Italy PM backs project promoting sustainable farming in Africa

World Sunday 13/October/2019 10:42 AM
By: Times News Service
Italy PM backs project promoting sustainable farming in Africa

Rome: Italian Prime Minister Giuseppe Conte on Saturday presided over the signing of a cooperation agreement to promote sustainable farming in Africa.

The agreement between Italian farmers' association Coldiretti, Italy's oil and gas giant Eni, and Bonifiche Ferraresi SpA, an Italian company that specialises in innovative farming technology, was inked at the close of the two-day International Forum on Agriculture and Food held in northern Italian town of Cernobbio.

The objective of the Africa Project "is to export a development model that bets on...the potential of family farms, thereby supporting small producers in the South of the world..." Coldiretti President Ettore Prandini said in a statement.

The so-called Africa Project will roll out an initial pilot project in Ghana, according to Coldiretti.

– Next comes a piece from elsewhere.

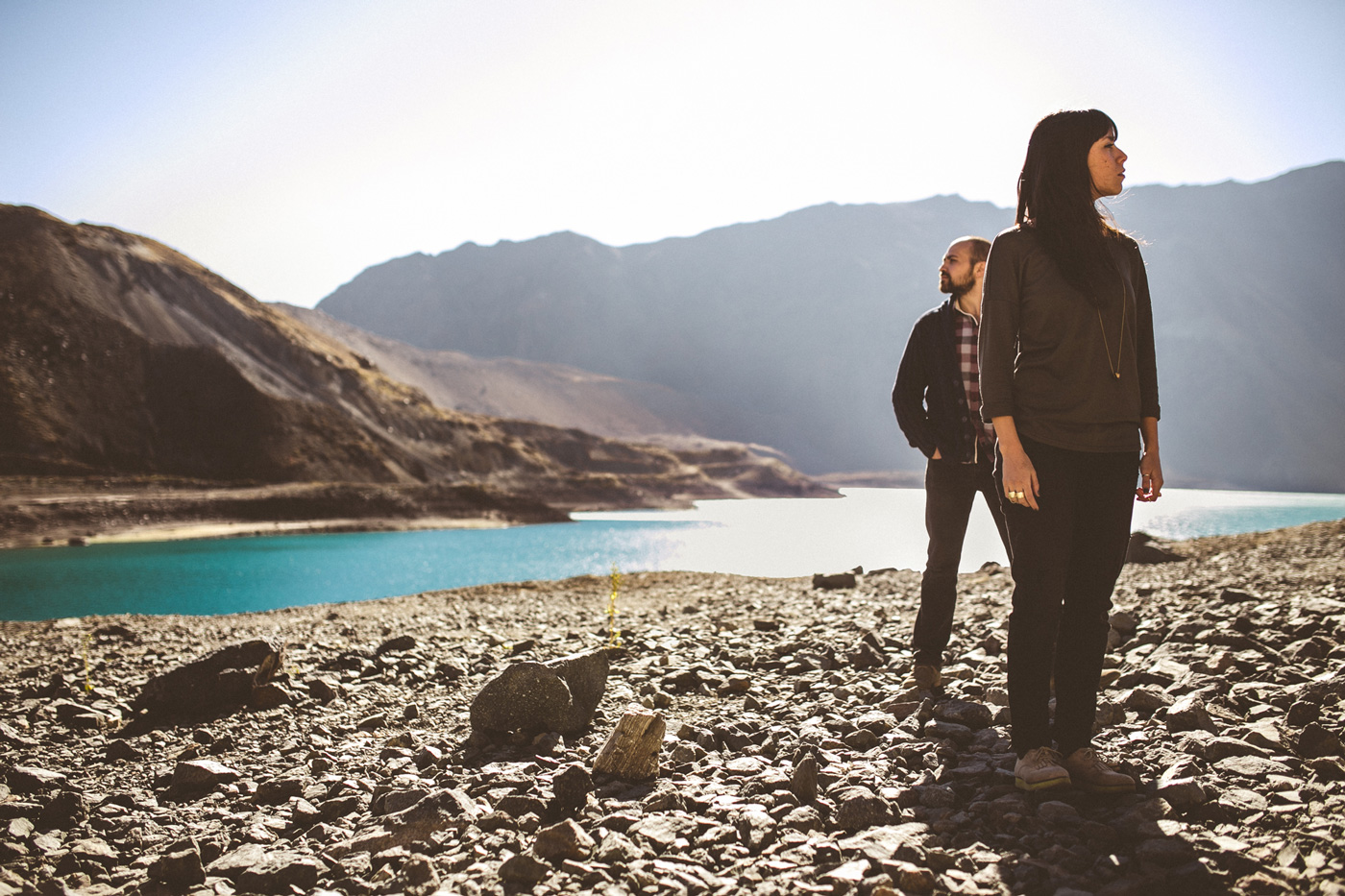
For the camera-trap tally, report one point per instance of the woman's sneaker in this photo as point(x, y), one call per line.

Food and agriculture are the nexus of "food and nutritional security, accessibility, stability... safeguarding the environment and biodiversity, sustainable development and social equity," the Italian prime minister said in remarks posted on the government's website.

The Africa Project must promote "a marriage between economy and ecology, which must go hand in hand," Conte said. "And they must do so in Africa, where a great portion of the global population is concentrated..."

Conte also announced that he will take part in the World Food Day events at the Food and Agriculture Organization of the United Nations (FAO) next Wednesday in Rome.

"It will be an opportunity to reiterate a more and more intense international cooperation so that the food and agriculture of the future proceed in step along the path of sustainability," Conte said.

This means "obtaining more with less and producing safe and nutritious food for all while preserving natural resources, which cannot last forever," he said.

"We have set up...a model of cooperation that, through know-how and technology, responds to two essential needs of our times: the need to contribute in a sustainable way to the social and economic development of developing countries and at the same time, the promotion of a model of energy production that is more and more sustainable and oriented towards decarbonisation," Eni CEO Claudio Descalzi said in a statement.

"These are vital themes for the planet," Descalzi said, adding that with the Africa Project, Eni reaches a double objective: that of promoting local development in the countries in which it operates, and that of favouring "a more and more efficient and circular economic system."

Sustainability and climate change are becoming hot-button issues: three out of four Italians believe the environmental situation in the world is serious or extremely serious, according to a study of Ixe pollsters published by Coldiretti on Friday.

Climate change topped the list of emergencies mentioned by respondents, followed by the proliferation of plastic waste, air, sea and river pollution, and extreme weather events caused by climate change, according to the survey.

In the first nine months of 2019, Italy has experienced 1,336 extreme weather events, up 75 per cent compared to last year, Coldiretti said.